Un funcionario de la Agencia de Servicios de Inmigración de Japón justificó los cambios como una herramienta para mejorar el control y evitar el abuso del sistema por parte de extranjeros que constituían empresas sin actividad real. Sin embargo, los propios afectados cuestionan la efectividad de la medida. «Aunque se endurezcan los requisitos, los vacíos legales van a seguir existiendo», señaló Li. «No se puede llegar a una solución de fondo por esta vía.»

Li llegó a Tokio en 2020, durante la pandemia de COVID-19, junto a su familia, buscando un mejor entorno educativo para sus hijos. Allí fundó el Foro de Humanidades de Tokio, un espacio de conferencias y grupos de lectura que se convirtió en punto de encuentro para quienes promueven la reforma democrática en China. Su familia gestiona también una agencia de viajes orientada al turismo chino, actividad que les permitía sostener la visa de gestor comercial.

Residentes chinos que se mudaron a Japón en búsqueda de mayor libertad expresan una creciente inquietud ante el endurecimiento de las reglas migratorias.

El impacto en la comunidad

A fines de junio de 2025, alrededor de 45.000 extranjeros contaban con la categoría de gestor comercial en Japón; aproximadamente la mitad son ciudadanos chinos.

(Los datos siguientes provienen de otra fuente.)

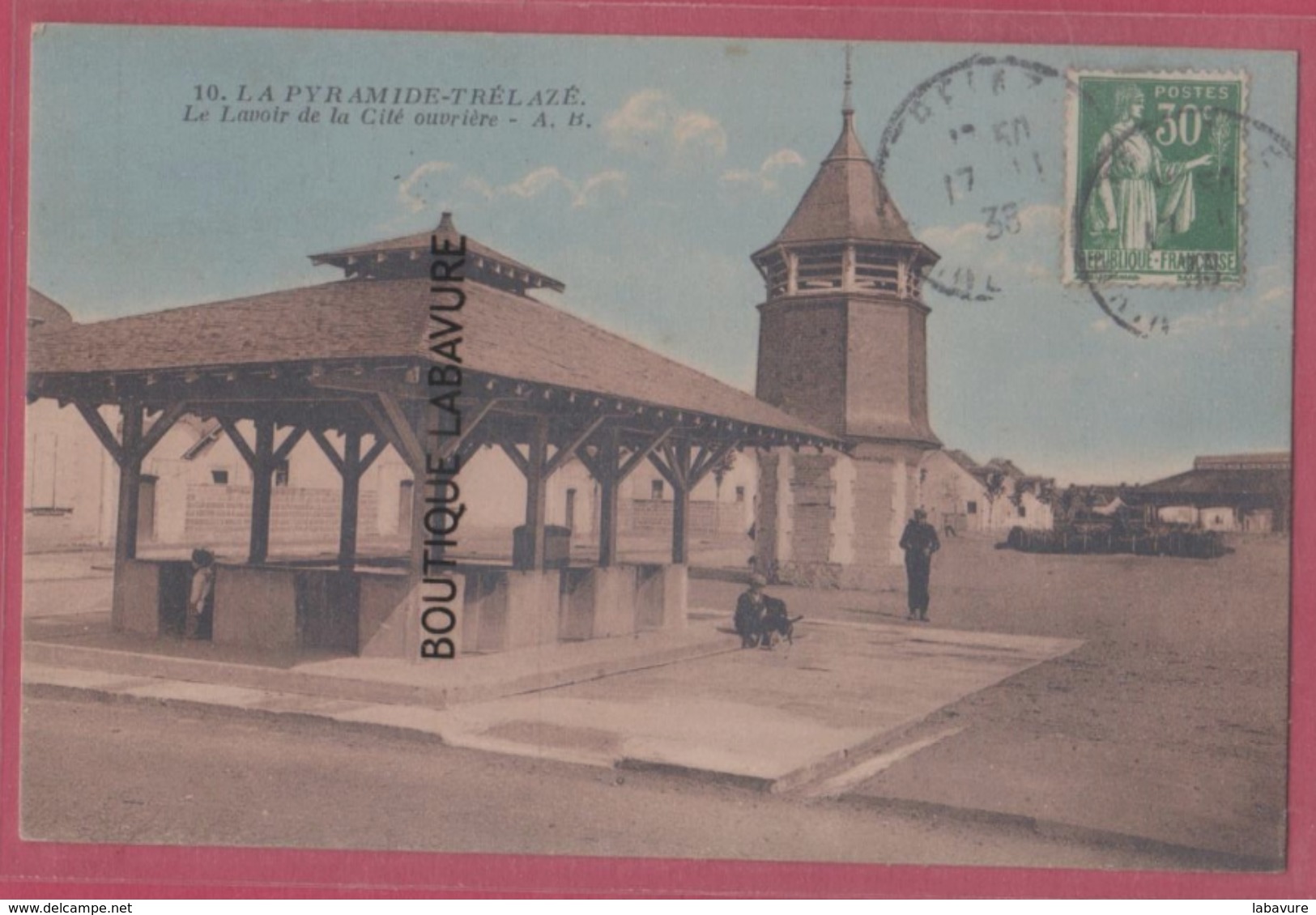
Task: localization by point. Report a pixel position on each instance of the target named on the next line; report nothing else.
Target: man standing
(919, 542)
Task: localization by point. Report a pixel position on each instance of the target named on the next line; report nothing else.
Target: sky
(686, 155)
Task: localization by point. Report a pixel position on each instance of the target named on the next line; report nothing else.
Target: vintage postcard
(841, 452)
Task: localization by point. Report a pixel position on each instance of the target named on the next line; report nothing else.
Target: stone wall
(223, 515)
(705, 517)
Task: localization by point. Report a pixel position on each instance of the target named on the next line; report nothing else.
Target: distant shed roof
(1200, 483)
(505, 334)
(45, 313)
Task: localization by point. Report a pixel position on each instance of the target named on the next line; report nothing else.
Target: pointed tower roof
(846, 199)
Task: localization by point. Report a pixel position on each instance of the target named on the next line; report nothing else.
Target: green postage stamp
(1154, 189)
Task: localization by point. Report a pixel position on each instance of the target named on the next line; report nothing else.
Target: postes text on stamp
(1154, 193)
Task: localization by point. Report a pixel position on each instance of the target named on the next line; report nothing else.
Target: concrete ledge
(390, 681)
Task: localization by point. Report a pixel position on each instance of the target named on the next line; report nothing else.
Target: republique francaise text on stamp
(1154, 185)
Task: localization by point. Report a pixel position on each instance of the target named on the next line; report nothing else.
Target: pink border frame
(56, 870)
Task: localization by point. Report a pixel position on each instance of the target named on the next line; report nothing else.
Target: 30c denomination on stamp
(1154, 186)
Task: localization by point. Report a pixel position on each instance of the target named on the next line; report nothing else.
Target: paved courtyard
(1132, 700)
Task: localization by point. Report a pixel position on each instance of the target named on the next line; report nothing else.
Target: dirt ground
(1169, 723)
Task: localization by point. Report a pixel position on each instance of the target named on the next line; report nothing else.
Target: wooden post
(262, 492)
(351, 500)
(680, 504)
(610, 481)
(130, 483)
(536, 492)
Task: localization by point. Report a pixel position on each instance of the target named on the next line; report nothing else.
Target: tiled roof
(846, 200)
(505, 334)
(421, 241)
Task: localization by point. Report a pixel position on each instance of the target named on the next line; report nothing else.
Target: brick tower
(842, 344)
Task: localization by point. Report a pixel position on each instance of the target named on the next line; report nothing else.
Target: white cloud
(547, 178)
(411, 191)
(650, 121)
(764, 177)
(1028, 250)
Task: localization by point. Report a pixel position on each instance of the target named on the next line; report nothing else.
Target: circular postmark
(1133, 214)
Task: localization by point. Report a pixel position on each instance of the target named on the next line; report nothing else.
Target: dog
(777, 624)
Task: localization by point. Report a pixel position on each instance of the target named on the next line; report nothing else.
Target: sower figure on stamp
(200, 601)
(1130, 168)
(919, 542)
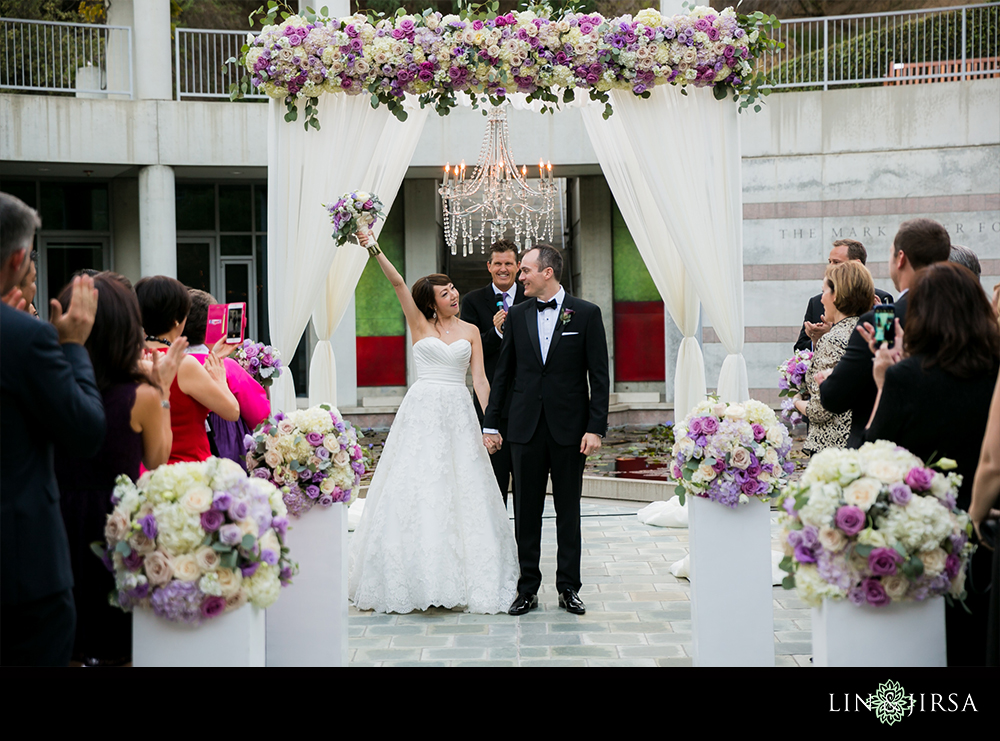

Para muchos de ellos, las nuevas exigencias resultan directamente incompatibles con la realidad de sus negocios. Un hombre de cuarenta y tantos años, nacido en Beijing, que frecuenta la oficina de Li, se mudó a Japón desde Estados Unidos huyendo del clima antiinmigrante que percibía en ese país. Considera que exigir la contratación de empleados japoneses a tiempo completo es inviable en un mercado laboral que ya enfrenta escasez de trabajadores. Si no logra renovar su visa, evalúa que podría verse forzado a regresar a China. «Japón parece estar siguiendo el mismo camino que Estados Unidos», dijo.

Otro caso ilustrativo es el de un hombre de cuarenta años oriundo de la provincia de Hunan, quien se había radicado en Japón con su familia en 2022. Tras enterarse de los nuevos requisitos durante una consulta de renovación, decidió retornar a China. «Japón ya no me parece atractivo», expresó, señalando que el país parecía querer expulsar a quienes habían cumplido con sus obligaciones fiscales y contribuido a la economía.

Una pérdida también para Japón

Tomoko Ako, profesora de la Escuela de Posgrado en Artes y Ciencias de la Universidad de Tokio, advierte sobre el costo que estas políticas tienen para el propio Japón. Según su análisis, el país se había convertido en un refugio importante para intelectuales chinos que perdieron la posibilidad de trabajar libremente en su país de origen.

«Son figuras clave que podrían funcionar como intermediarios en una relación —la sino-japonesa— que suele estar tensa», señaló. «Excluirlos sería un error grave.»

Li coincide con esa lectura: «Cerrarle la puerta a personas que vinieron a Japón buscando mayor libertad es también una pérdida para la sociedad japonesa.»